Cade Cunningham and Avery Anderson have carried the scoring load, and the headlines, for the Cowboys during this Big 12 Tournament run, but Kalib Boone has been doing the dirty work.

He may not be filling up the bucket like we’ve seen him do at times this year, but he’s filling up other fields in the box score, and Boone’s been a huge reason his team is one win away from a conference trophy and has become a trendy Final Four pick for later this month.

He led the Cowboys with 10 rebounds (four off the offensive glass) in the win over West Virginia and set a new career high with six blocked shots. Then he grabbed six more boards against Baylor — and blocked six more shots.

Those 12 blocks puts Boone at No. 2 all-time in a single Big 12 Tournament run. Baylor’s Isaiah Austin had 18 in four games back in 2014.

If Boone keeps up his average of six per tourney game tonight, he’ll tie that, in three games. No on else in the field this year had more than four.

The previous OSU career record for blocked shots in the Big 12 Tournament was Ivan McFarlin’s 11, but it took him eight games over three seasons to do it. Boone topped that total in less than 48 hours.

Boone’s been a perfect picture of self-improvement. A raw, undersized forward as a freshman has turned into one of the league’s best low-post scorers, to go along with his ability to make plays on both ends of the court.

Boone is on pace to break Chianti Roberts’ single-season program record of field goal percentage (62.5 percent). He’s all but locked that record up, currently sitting at 64.4 percent having made 105 of his 163 shots.

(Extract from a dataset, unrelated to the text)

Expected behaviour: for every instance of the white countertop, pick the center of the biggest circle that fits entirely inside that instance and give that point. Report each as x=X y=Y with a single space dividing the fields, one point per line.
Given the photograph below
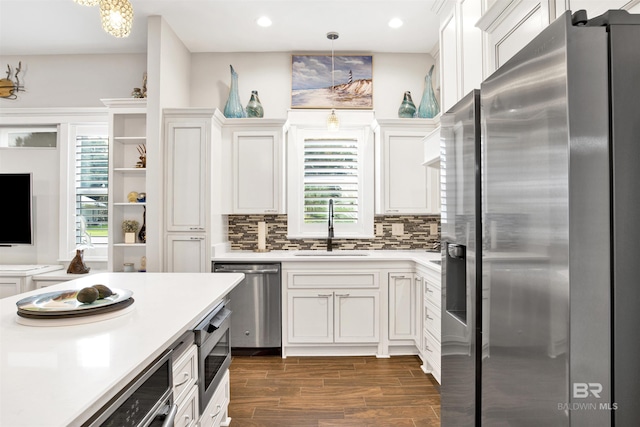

But he hasn’t been his normal efficient self in Kansas City.

Boone went 2-for-6 from the field each against WVU and Baylor, though he got to the line eight times against the Bears and made six of them, including a pair of big ones with the even the score with 2:45 left.

And this might go down as the most momentous dunk in OSU history, that wasn’t. It’s a shame this didn’t count.

The last time Boone and the Cowboys faced the Longhorns, he posted career highs with 22 points, 15 rebounds and five blocks (until this week) in a double-overtime win. Whether it takes another career-high or 10 blocked shots, or just a solid hustle performance, I expect Kalib Boone to whatever it takes to ensure his team takes home the conference crown from Kansas City.